In der fulminanten Pilotfolge über den Ausbruch der Epidemie, inszeniert von Hiro Murai (»Atlanta«), verbarrikadiert sich Jeevan schließlich in der Wohnung seines Bruders Frank (Nabhaan Rizwan), nachdem seine als Ärztin arbeitende Schwester ihn dringend gewarnt hat. Im Schlepptau hat er die achtjährige Kirsten (Matilda Lawler), ein Mädchen aus dem Theaterensemble, das im Chaos des Premierenabends alleine geblieben war und dessen Eltern nicht erreichbar sind. Die restlichen Episoden kreisen von da an nicht so sehr um die Katastrophe selbst als um das Leben danach. Darum, wie die wenigen Überlebenden 20 Jahre später in einer Welt zurechtkommen, die alles neu anfangen muss. Im Zentrum steht eine Theaterwandergruppe, die mit Shakespearestücken durch die Gegend um die Großen Seen tourt, bei der die nun erwachsene Kirsten (Mackenzie Davis) eine wichtige Rolle spielt. Sie geraten in Konflikt mit einer Kinder-Sekte, die ein selbst ernannter »Prophet« gegründet hat.

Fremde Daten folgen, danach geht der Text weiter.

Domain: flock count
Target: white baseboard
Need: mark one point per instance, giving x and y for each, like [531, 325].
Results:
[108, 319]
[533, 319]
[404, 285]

Was wie eine Reaktion auf die sehr reale Covid-Pandemie klingt, hat ihren Ursprung weit davor. Die Serie von Patrick Somerville (»Leftovers«) basiert auf dem Roman »Das Licht der letzten Tage« der kanadischen Autorin Emily St. John Mandel, der 2014 erschien und zunächst als Spielfilm adaptiert werden sollte. Die Konzeption für die zehnteilige Miniserie wurde lange vor den ersten Nachrichten aus Wuhan geschrieben. Die Dreharbeiten in Chicago begannen im Januar 2020 und mussten kurz darauf für mehrere Monate unterbrochen werden.

So manches, was in »Station Eleven« zu sehen ist, erscheint nun erschreckend nah, etwa die Bilder im überfüllten Krankenhaus, wo auf den Fluren Dutzende Infizierte auf medizinische Versorgung warten. In ihren apokalyptischen Ausmaßen übertrifft die fiktive Schweinegrippe freilich unsere eigenen Erfahrungen um vieles. In einem beeindruckenden Effekt schneidet Murai in der Pilotfolge mehrmals urbane Straßenbilder mit Zeitsprüngen zwischen der Katastrophe und 20 Jahren später, als Gebäude und Fahrzeuge mit Pflanzen überwuchert sind, eine ausgestorbene Stadtlandschaft von merkwürdig friedlicher Schönheit, morbide und lebendig zugleich, in der das Trauma des Verlustes immer mitschwingt.

Der Titel der Serie bezieht sich dabei auf eine Graphic Novel, die eine Freundin des verstorbenen Arthur, Miranda Carroll (Danielle Deadwyler) geschaffen hatte, ein Science-Fiction-Comic über einen Astronauten, der auf einer kaputten Weltraumstation feststeckt. Zu ihren Lesern gehörte die kleine Kirsten, sie wird auch zwanzig Jahre später immer wieder ein ramponiertes Exemplar des Comics zur Hand nehmen – wie eine Prophezeiung, die sich erfüllt hat.

Im Kern geht es in »Station Eleven« weniger um eine Pandemie und die spektakulären Schauwerte eines Zivilisationszusammenbruchs als um Beziehungen, auch das ganz pragmatische Finden eines Menschen in einer aus den Fugen geratenen Welt, zurückgeworfen auf den technischen Stand vor der totalen Vernetzung. Bei aller Tragik erzählt die Serie vor allem von Liebe, Freundschaft und Solidarität, von der Kunst als Hoffnungsträger und der Kraft der Erinnerung.